The death and rebirth of the manufacturing sector in Silicon Valley

Earlier this year, search engine giant Google paid over $1.6 billion to acquire the video sharing service YouTube. The 18 month-old startup had just over sixty employees, and made nothing of its own, other than a little software code; the value of the company rested in the vast audience that uploaded and shared videos. For many, the sale seemed to mark the return of the dot-com boom days, and the coming of age of "Web 2.0."

Once upon a time, though, Silicon Valley was famous because it made things. In fact, one of the best recent books about the Valley, Christophe Lecuyer's Making Silicon Valley: Innovation and the Growth of High Tech, 1930-1970, argues that the unique challenges of making electronics drove the creation of the Valley's distinct culture. The book starts with one vast insight about the nature of technology. This is it: manufacturing isn't boring. Figuring out how to produce thousands or millions of units of complicated, high-performance components requires as much ingenuity and creativity as inventing a new device in the first place, and sometimes even generates new innovations. In fact, Jean Hoerni invented the planar process for manufacturing semiconductors-- a process that is the Valley's equivalent of mass production, interchangeable parts, and sliced bread, all in one-- in response to military demands for ultra-high performance components. No military demands, no planar process, no Silicon Valley.

This attention to the factory floor leads Lecuyer to another discovery. Long before the place was famous for attracting engineers from around the Pacific, it was drawing strength and creating world-class technical skill by remixing technical and national cultures. In the 1920s, the radio scene was a mashup of professional radio engineers, amateur radio enthusiasts, and naval intelligence officers; this is one reason San Francisco-- far from either the procurement wizards in the Naval Shipyard in Washington, or the East Coast electronics factories-- had a world-class radio tube industry in the 1930s.

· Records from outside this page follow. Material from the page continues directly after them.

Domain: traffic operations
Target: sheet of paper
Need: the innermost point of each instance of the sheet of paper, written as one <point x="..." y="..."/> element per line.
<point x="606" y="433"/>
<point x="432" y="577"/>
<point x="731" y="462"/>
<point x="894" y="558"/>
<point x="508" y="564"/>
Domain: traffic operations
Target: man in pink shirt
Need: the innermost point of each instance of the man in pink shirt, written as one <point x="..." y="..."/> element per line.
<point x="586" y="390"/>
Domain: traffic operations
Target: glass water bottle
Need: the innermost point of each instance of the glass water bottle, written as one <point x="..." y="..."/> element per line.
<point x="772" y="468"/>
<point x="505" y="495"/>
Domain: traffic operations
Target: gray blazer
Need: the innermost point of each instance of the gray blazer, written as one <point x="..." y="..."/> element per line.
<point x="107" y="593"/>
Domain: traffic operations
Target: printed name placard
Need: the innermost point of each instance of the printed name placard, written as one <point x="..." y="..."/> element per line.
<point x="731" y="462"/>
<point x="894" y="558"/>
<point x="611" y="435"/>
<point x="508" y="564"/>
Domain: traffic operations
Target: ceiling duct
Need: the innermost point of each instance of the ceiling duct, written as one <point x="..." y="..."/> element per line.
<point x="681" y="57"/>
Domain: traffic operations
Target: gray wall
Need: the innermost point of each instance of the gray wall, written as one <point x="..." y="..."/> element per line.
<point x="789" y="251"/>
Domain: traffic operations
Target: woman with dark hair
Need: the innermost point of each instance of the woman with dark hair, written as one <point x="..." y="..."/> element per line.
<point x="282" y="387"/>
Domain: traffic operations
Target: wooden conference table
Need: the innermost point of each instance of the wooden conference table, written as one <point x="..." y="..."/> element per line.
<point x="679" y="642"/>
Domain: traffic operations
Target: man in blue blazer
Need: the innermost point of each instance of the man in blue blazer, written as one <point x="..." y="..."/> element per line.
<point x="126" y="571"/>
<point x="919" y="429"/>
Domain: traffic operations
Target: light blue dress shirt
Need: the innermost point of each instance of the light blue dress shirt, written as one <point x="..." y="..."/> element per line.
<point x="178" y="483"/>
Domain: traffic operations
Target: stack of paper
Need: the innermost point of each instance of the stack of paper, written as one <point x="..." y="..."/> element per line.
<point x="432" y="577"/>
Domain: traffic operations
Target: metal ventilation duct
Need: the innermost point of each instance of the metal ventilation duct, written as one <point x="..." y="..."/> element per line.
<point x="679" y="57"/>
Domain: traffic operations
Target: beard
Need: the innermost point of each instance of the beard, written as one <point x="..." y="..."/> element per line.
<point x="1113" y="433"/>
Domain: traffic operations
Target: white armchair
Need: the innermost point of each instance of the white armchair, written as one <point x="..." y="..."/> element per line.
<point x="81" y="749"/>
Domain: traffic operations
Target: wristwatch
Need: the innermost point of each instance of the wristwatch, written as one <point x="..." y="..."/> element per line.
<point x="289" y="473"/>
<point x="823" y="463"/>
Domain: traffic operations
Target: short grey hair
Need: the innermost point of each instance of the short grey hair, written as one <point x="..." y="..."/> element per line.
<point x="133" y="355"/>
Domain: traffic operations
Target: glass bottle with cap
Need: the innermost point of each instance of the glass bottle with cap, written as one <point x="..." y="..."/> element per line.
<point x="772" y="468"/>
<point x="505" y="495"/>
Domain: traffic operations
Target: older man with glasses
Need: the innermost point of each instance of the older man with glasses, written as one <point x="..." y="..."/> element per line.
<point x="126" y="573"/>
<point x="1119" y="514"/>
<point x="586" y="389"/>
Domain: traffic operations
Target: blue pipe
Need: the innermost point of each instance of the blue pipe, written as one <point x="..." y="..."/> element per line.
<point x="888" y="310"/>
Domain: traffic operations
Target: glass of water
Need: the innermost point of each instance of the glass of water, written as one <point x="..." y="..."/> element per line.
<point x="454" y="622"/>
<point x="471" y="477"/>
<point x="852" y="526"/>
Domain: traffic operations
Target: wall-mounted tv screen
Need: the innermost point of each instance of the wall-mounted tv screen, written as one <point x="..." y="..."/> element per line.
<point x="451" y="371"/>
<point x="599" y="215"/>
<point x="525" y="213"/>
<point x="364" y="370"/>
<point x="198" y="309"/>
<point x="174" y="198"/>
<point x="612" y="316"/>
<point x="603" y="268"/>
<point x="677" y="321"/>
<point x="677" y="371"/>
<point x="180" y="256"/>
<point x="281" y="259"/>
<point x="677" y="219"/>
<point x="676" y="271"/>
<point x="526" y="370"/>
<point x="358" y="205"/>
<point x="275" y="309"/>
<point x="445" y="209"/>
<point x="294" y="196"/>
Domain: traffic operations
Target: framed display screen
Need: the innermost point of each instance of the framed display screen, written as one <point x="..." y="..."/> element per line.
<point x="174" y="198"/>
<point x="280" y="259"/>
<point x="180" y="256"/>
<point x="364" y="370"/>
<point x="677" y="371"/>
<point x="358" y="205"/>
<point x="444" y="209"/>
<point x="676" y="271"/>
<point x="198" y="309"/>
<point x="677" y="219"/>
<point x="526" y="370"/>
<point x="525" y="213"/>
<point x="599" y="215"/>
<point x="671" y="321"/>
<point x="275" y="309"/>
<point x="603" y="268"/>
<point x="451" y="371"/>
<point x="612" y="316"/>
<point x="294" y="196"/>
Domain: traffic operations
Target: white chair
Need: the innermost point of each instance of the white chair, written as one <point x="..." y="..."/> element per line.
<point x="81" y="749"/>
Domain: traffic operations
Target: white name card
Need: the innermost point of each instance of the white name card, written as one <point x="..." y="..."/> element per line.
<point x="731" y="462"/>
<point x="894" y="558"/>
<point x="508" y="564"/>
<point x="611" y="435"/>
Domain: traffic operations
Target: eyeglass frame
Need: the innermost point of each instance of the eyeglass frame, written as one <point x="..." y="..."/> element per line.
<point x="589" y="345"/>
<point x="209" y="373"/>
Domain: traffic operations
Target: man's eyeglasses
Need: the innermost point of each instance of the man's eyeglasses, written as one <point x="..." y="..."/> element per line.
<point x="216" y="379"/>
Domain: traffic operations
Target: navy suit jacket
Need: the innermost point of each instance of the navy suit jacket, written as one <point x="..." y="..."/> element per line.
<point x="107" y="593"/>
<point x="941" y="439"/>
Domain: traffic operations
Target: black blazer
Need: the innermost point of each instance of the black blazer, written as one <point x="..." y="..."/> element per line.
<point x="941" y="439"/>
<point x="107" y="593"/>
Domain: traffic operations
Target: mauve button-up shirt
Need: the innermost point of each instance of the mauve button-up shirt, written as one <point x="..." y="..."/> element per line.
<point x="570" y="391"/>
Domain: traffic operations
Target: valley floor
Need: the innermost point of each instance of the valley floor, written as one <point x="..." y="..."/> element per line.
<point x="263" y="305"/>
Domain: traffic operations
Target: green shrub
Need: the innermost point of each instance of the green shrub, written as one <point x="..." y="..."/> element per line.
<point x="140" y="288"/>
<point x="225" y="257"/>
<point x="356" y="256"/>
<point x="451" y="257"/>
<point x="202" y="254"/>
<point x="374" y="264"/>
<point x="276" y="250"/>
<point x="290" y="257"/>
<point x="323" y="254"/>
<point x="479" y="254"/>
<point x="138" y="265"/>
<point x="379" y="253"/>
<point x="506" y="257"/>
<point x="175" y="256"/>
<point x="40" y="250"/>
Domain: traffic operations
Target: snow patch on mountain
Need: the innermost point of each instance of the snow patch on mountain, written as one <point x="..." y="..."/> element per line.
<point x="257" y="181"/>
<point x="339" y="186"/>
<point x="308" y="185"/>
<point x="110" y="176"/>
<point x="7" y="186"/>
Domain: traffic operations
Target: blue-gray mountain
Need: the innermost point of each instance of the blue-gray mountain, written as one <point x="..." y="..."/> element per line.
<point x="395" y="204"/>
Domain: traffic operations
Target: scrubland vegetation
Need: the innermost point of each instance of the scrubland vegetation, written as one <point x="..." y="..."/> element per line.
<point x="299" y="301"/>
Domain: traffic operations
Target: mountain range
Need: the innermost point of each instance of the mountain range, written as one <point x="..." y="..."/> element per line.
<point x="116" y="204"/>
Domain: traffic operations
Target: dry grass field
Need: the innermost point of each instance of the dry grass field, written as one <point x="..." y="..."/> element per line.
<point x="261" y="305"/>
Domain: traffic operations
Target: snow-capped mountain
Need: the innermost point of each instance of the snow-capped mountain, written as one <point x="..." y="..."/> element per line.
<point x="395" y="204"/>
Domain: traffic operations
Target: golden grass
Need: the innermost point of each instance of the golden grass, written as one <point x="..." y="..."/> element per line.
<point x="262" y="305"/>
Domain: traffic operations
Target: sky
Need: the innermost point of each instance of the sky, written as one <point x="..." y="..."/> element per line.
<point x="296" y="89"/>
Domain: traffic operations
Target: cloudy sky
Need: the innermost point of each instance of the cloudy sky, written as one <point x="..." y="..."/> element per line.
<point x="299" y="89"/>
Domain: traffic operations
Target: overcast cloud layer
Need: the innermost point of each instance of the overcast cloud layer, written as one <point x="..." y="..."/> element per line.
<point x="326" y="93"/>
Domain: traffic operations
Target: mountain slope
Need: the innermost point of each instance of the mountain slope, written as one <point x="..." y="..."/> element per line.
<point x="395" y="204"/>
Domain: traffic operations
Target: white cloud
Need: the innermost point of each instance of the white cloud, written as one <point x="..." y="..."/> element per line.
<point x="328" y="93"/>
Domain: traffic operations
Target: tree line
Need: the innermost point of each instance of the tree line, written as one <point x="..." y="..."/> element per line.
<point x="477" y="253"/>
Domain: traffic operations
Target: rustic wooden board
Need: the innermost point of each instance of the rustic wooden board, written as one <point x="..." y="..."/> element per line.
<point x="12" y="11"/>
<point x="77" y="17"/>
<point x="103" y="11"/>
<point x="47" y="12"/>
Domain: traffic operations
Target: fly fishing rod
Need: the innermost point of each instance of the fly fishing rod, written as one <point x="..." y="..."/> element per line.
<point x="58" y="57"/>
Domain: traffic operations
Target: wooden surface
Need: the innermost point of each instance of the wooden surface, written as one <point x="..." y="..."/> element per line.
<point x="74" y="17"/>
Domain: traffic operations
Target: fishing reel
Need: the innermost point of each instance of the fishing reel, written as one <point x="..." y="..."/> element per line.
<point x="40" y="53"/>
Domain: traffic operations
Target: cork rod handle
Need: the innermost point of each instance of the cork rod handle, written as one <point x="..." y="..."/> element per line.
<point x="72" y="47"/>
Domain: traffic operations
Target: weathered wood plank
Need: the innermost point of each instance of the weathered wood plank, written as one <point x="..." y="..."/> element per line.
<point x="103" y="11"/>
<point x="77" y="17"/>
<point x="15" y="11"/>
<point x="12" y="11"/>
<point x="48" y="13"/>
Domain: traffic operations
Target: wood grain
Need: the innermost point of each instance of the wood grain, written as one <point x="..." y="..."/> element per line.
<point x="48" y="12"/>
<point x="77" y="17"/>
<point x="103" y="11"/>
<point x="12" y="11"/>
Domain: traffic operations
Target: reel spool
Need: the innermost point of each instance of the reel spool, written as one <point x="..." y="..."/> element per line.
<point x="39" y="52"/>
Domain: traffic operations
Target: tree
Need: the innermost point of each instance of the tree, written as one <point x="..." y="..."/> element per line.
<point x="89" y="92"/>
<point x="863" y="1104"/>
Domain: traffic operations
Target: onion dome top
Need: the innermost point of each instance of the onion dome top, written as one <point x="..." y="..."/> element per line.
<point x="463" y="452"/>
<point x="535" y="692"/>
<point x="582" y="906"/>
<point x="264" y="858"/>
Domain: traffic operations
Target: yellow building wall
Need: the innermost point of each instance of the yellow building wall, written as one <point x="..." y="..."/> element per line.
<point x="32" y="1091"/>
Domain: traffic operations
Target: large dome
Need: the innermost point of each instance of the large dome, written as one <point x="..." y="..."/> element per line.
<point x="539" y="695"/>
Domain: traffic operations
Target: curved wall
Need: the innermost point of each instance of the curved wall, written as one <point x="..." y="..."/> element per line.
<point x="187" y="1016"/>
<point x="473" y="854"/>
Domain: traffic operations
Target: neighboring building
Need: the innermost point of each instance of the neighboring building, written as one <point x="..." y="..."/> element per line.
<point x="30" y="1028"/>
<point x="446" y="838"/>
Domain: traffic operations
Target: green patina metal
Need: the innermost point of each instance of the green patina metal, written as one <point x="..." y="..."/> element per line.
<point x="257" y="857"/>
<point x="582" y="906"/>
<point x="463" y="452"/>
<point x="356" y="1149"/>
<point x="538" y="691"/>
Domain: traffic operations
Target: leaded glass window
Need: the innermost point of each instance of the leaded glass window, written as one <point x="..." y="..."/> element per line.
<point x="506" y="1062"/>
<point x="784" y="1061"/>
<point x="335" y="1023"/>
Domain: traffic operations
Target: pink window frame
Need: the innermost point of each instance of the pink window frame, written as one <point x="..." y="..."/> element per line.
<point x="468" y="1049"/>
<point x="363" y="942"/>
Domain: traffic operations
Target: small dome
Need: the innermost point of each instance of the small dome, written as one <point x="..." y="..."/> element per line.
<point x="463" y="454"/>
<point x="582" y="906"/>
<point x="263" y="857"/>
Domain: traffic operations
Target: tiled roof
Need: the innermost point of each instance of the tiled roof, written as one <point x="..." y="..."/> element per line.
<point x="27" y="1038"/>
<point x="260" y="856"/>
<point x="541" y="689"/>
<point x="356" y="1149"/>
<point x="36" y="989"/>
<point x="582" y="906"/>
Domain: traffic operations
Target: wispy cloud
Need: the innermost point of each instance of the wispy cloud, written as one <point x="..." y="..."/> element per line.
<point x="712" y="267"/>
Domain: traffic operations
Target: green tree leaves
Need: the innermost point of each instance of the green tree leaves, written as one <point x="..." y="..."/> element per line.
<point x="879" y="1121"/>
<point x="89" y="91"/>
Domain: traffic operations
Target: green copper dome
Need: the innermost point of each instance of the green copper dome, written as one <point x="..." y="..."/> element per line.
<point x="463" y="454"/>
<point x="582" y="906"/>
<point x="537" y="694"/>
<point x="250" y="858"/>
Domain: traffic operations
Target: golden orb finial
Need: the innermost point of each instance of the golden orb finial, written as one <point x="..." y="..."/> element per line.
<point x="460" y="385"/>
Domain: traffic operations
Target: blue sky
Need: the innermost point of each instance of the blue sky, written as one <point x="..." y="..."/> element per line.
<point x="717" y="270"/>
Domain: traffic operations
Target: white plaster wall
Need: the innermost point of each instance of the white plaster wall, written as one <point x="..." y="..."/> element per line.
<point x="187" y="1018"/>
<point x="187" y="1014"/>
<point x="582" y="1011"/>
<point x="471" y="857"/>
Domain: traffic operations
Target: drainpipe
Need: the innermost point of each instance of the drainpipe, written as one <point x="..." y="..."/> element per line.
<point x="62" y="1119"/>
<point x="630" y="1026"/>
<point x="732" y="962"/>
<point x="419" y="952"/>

This is a timely book, because manufacturing isn't completely gone from Silicon Valley; in fact, it might be coming back. Nanosolar, one of a slew of new Silicon Valley companies that works on alternative energy, just announced plans to build its new factory not in China or India, but in San Jose. As one venture capitalist put it, the photovoltaic solar cell company is "trying to move the photovoltaics industry from the economics of the semiconductor business to the economics of the printing business"-- precisely the kind of move that requires manufacturing genius of the sort Lecuyer describes. Who was one of Nanosolar's early investors? Google.